Network. A 3D U-Net5 was used to learn the mapping from the diffusion tensor from 6 DWIs to that from 90 DWIs. The U-Net was implemented using the Keras API (https://keras.io/) with a Tensorflow (https://www.tensorflow.org/) backend, L2 loss, leaky ReLU activation, 3×3×3 kernels, 5 levels and 64 kernels at the highest level, ×3 kernels at each lower level. The training was performed on 19 subjects (~1,000 samples) and tested on 3 (~180 samples) using an Nvidia V100 GPU for 20 epochs (~3 hours).
Figure 2 shows the diffusion tensor can be estimated from six chosen diffusion encoding directions but is noisy due to the low number of DWIs. The U-Net prediction results have higher signal-to-noise ratio and is comparable to the diffusion tensor estimated from 90 DWIs.
Figure 3 demonstrates the scalar (FA, MD) and orientational metrics (V1) derived from the U-Net results are more similar to those derived from 90 DWIs compared to those from 6 DWIs. However, the U-Net results are slightly blurry compare to the results from 90 DWIs.
[1] Jones DK. The effect of gradient sampling schemes on measures derived from diffusion tensor MRI: a Monte Carlo study. Magnetic Resonance in Medicine: An Official Journal of the International Society for Magnetic Resonance in Medicine. 2004;51(4):807-15.
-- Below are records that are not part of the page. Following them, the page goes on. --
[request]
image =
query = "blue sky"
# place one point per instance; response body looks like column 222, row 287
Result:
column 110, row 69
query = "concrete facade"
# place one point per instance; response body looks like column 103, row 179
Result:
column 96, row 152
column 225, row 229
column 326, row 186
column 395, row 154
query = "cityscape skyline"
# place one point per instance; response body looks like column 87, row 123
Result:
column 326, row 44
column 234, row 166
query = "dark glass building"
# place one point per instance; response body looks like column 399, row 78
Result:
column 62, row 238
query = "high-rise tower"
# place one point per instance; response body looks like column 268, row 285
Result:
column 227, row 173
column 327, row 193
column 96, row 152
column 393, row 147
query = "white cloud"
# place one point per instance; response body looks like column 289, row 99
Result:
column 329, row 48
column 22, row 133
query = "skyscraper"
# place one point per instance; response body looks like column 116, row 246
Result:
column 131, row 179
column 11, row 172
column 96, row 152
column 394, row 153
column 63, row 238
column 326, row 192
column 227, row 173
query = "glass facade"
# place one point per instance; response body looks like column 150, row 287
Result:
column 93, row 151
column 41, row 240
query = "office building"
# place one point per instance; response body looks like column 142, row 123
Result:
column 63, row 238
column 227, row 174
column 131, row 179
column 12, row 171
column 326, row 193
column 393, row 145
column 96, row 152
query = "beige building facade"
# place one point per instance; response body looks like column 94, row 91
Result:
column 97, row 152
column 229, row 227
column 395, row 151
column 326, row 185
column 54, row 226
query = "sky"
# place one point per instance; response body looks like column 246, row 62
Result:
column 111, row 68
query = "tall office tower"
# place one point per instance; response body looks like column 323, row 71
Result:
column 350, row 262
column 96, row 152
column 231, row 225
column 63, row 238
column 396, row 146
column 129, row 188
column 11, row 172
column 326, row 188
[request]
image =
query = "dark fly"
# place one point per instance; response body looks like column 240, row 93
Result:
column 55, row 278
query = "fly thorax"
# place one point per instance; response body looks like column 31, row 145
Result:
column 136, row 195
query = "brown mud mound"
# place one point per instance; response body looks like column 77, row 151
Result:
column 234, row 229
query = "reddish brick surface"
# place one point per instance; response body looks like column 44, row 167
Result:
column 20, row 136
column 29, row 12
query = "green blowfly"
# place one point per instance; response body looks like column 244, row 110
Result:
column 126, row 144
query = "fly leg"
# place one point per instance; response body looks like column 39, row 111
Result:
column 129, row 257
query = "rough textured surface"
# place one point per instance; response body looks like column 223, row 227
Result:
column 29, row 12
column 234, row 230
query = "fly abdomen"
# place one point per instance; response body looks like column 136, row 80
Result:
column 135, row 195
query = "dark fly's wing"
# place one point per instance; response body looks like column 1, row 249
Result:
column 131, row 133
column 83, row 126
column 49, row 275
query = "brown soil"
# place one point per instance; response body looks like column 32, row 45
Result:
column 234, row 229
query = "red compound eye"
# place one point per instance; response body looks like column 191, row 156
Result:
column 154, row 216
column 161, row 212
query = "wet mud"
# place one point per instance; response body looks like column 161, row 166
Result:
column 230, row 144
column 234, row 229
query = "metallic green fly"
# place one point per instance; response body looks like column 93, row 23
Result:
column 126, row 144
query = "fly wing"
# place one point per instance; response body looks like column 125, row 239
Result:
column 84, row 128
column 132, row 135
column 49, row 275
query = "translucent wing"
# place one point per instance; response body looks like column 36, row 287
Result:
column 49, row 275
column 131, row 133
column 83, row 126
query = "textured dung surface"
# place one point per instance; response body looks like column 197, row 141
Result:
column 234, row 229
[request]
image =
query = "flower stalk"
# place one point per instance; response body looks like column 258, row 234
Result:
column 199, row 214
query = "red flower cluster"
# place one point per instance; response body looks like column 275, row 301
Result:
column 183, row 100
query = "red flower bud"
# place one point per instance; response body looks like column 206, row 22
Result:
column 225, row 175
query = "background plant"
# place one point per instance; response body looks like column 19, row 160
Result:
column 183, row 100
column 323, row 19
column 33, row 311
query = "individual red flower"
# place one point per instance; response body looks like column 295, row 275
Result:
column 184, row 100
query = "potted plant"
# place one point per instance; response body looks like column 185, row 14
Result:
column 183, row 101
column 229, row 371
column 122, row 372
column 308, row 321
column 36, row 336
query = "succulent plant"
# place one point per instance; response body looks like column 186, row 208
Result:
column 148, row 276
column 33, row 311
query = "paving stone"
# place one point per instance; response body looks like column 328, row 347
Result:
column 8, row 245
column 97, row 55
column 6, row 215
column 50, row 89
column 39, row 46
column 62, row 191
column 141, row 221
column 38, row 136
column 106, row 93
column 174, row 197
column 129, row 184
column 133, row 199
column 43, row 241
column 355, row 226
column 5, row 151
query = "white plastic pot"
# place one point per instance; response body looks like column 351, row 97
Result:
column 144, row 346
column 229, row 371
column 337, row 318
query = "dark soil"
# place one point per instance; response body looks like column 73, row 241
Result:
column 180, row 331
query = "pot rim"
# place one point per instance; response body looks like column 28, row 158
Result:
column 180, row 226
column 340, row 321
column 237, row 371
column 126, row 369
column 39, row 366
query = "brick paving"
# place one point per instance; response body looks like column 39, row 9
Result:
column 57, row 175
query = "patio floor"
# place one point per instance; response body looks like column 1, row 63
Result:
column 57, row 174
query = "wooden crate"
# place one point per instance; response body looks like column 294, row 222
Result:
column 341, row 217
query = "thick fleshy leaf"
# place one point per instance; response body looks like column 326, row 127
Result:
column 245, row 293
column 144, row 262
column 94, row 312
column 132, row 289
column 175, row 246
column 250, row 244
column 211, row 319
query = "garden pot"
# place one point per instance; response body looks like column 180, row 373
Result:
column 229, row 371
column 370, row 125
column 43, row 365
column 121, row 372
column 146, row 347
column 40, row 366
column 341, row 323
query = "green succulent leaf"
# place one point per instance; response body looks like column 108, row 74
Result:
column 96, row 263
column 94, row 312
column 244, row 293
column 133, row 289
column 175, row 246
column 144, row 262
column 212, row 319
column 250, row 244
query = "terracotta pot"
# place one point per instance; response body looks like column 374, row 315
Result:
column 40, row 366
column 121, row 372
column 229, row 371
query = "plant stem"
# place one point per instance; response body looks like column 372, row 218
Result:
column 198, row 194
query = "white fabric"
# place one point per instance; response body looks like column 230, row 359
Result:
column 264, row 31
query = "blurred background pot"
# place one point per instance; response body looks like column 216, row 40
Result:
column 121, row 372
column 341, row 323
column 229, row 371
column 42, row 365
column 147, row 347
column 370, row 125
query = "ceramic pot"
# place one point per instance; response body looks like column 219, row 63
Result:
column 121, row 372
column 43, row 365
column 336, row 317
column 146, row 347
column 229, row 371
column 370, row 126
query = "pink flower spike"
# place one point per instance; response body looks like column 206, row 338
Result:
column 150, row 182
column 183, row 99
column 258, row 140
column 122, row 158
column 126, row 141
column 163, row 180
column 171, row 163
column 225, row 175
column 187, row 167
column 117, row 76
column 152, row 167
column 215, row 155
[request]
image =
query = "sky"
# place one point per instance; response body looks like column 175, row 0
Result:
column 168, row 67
[2] Golkov V, Dosovitskiy A, Sperl JI, Menzel MI, Czisch M, Samann P, Brox T, Cremers D. q-Space Deep Learning: Twelve-Fold Shorter and Model-Free Diffusion MRI Scans. IEEE transactions on medical imaging. 2016;35(5):1344-51.
[3] Li H, Zhang C, Liang Z, et al. Deep learning diffusion tensor imaging with accelerated q-space acquisition. 2018; ISMRM workshop on machine learning (Part II).
[4] Skare S, Hedehus M, Moseley ME, Li T-Q. Condition number as a measure of noise performance of diffusion tensor data acquisition schemes with MRI. Journal of Magnetic Resonance. 2000;147(2):340-352.
[5] Ronneberger O, Fischer P, Brox T. U-net: Convolutional networks for biomedical image segmentation. Paper presented at: International Conference on Medical image computing and computer-assisted intervention 2015.